Human Language Assessment vs. Artificial Intelligence Assessments

  

As a company in an ever-changing marketplace, you’re always looking for ways to streamline recruitment. Language skills are important in many jobs, and it’s important to ensure that candidates have the right spoken and written language skills. Providing organizations and candidates with a balanced, fair, and comfortable assessment process has been the driving force behind our language assessment services since 2001. We collaborate with our talent acquisition partners to ensure a stress-free and efficient overall experience.

Let’s take a deep dive into AI assessments versus human-made assessments. It could be said that automated scoring technology for judging speech and writing has slowly gained global acceptance. Fewer people are wondering, “Does it work?” “Okay, how does it work for our purposes?” is the next question. This blog aims to provide readers with the information they need to answer both questions.

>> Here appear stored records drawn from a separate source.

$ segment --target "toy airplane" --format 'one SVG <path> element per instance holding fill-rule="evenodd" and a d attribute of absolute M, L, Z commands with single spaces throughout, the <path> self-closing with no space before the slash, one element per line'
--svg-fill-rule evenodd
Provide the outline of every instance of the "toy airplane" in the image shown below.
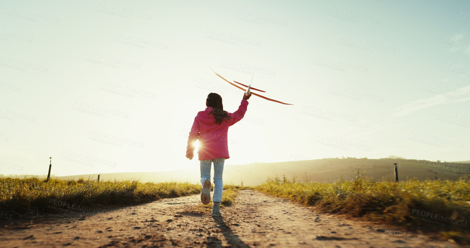
<path fill-rule="evenodd" d="M 209 68 L 211 68 L 211 67 L 209 66 Z M 212 70 L 212 68 L 211 68 L 211 70 Z M 214 72 L 214 70 L 212 70 L 212 71 Z M 294 105 L 293 104 L 286 104 L 285 103 L 283 103 L 282 102 L 280 102 L 279 101 L 277 101 L 277 100 L 274 100 L 274 99 L 268 98 L 267 98 L 267 97 L 266 97 L 266 96 L 261 96 L 260 95 L 258 95 L 258 94 L 257 94 L 256 93 L 253 93 L 253 92 L 251 92 L 251 91 L 252 89 L 253 90 L 258 90 L 258 91 L 261 91 L 262 92 L 266 92 L 266 91 L 265 91 L 264 90 L 261 90 L 260 89 L 258 89 L 257 88 L 253 88 L 251 87 L 251 82 L 250 82 L 250 85 L 248 85 L 248 86 L 247 86 L 246 85 L 245 85 L 244 84 L 239 83 L 238 82 L 236 82 L 236 81 L 234 81 L 234 82 L 235 82 L 235 83 L 237 83 L 238 84 L 240 84 L 241 85 L 243 85 L 243 86 L 244 86 L 245 87 L 247 87 L 248 89 L 246 89 L 246 90 L 245 90 L 245 89 L 242 88 L 242 87 L 240 87 L 240 86 L 238 86 L 238 85 L 237 85 L 236 84 L 232 83 L 231 82 L 230 82 L 228 80 L 227 80 L 224 79 L 223 77 L 222 77 L 222 76 L 220 76 L 220 75 L 217 74 L 217 73 L 216 72 L 214 72 L 214 73 L 215 73 L 215 74 L 217 75 L 217 76 L 219 76 L 219 77 L 220 77 L 220 78 L 221 78 L 222 79 L 225 80 L 227 82 L 227 83 L 231 84 L 232 85 L 233 85 L 234 86 L 235 86 L 235 87 L 236 87 L 236 88 L 237 88 L 241 89 L 242 90 L 243 90 L 243 91 L 245 91 L 245 94 L 246 95 L 250 95 L 250 93 L 251 93 L 251 94 L 252 94 L 253 95 L 254 95 L 255 96 L 259 96 L 260 97 L 261 97 L 262 98 L 264 98 L 264 99 L 265 99 L 269 100 L 269 101 L 272 101 L 273 102 L 275 102 L 276 103 L 279 103 L 280 104 L 285 104 L 286 105 Z M 253 80 L 253 77 L 251 77 L 251 80 Z"/>

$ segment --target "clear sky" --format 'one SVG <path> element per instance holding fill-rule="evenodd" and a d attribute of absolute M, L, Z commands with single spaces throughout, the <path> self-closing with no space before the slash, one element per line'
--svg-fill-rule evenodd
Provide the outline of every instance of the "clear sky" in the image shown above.
<path fill-rule="evenodd" d="M 204 3 L 202 3 L 204 2 Z M 470 159 L 470 2 L 3 1 L 0 174 L 196 169 L 215 75 L 249 82 L 226 163 Z M 195 170 L 196 171 L 196 170 Z"/>

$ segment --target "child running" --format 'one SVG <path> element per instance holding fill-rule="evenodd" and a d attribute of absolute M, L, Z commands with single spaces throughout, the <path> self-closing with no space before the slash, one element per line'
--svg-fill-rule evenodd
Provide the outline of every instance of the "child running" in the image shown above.
<path fill-rule="evenodd" d="M 222 181 L 224 162 L 230 158 L 227 133 L 228 127 L 242 120 L 246 112 L 248 101 L 251 96 L 243 95 L 238 110 L 229 113 L 224 110 L 222 97 L 217 93 L 209 93 L 206 99 L 206 109 L 198 112 L 189 132 L 186 148 L 186 157 L 194 157 L 195 143 L 199 140 L 197 152 L 201 161 L 201 201 L 208 204 L 211 201 L 211 167 L 214 163 L 214 196 L 212 216 L 221 216 L 220 201 L 223 184 Z"/>

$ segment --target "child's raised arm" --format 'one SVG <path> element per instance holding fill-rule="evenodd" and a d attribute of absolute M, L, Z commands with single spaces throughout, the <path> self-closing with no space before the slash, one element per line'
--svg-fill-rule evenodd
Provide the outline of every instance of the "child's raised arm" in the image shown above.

One common misconception about automated scoring is that a computer has been trained to “do what humans do.” Computers do not behave like humans because of automated scoring technology. Instead, it takes advantage of the fact that computers can be programmed to find and measure features of speaking and writing, combine and weigh them in a multidimensional space, and figure out which specific features and weightings best predict the score given by a human. There is no need to support the claim that a computer can “understand” a spoken utterance, which computers cannot do. There is no need to support the claim that a human judge can accurately count millisecond-level subphonemic timing events in natural speech (which computers can do better than humans). Both types of evaluations can consistently produce proficiency scores for spoken utterances.

The goal of this blog is to provide an understandable explanation of how current state-of-the-art assessments use automated scoring technology, as well as to review research that has shown that the technologies are effective in the assessment context rather than having a human do the assessments. Technology for automated scoring and validity when used correctly and with care, can make language tests much more interesting and useful in terms of delivery, task types, and scoring. At the same time, caution must be taken to justify each part of the technology used in the validity argument of the assessment. To ensure that score interpretation is consistent regardless of whether the test is computer-based or paper-based, the following questions may need to be investigated: Do students score the same on essay tasks when they handwrite or type them on computers? Is typing ability a disadvantage for some examinees? Do students use different strategic skills when reading passages on screen versus on paper?

One school of thought holds that because human judgments are fallible, subjectivity comes into play. In addition to comparing machine scores to human judgments, machine scores should also be compared to external criteria or measures of the same ability. Surprisingly, machine scores are more transparent than human judgments in some ways. Human raters evaluate language samples, consult scale descriptors, and use their judgment and experience to assign a final score. Still, there is no quantifiable way to measure how they weigh and combine the various pieces of information in an essay. In contrast, machine scoring can achieve something replicable. Every piece of data analyzed, as well as its precise weighting in the scoring model, is verifiable in the machine algorithms.

So, in automated models, it is possible to leave out irrelevant information (like the length of a sentence) and explicitly weight important information, like discourse markers, in a way that humans can’t do. Bernstein, Van Moere, and Cheng (2010) say that scoring models are based on data, can be checked, and can be shown to be wrong.

There are a lot of things that humans are good at and a lot of things they’re not so good at. Let’s recap the highlights of AI vs. Humans:

  •  While human evaluators can be used for language ability screening, it’s not a good solution when you’re hiring many candidates at once.
  •  When human evaluators conduct language interviews, their results are sometimes biased because of factors like fatigue, distraction, and hiring quotas.
  •  Our customer data has shown that AI is much better at consistently and accurately evaluating candidates based on their academic language ability.
  •  Human evaluators are better for assessing business language abilities needed for the workplace.

At ELAM, we continuously conduct benchmarking audits to ensure unbiased and cohesive assessments. We want to make sure all candidates have an equal opportunity when it comes to their language abilities!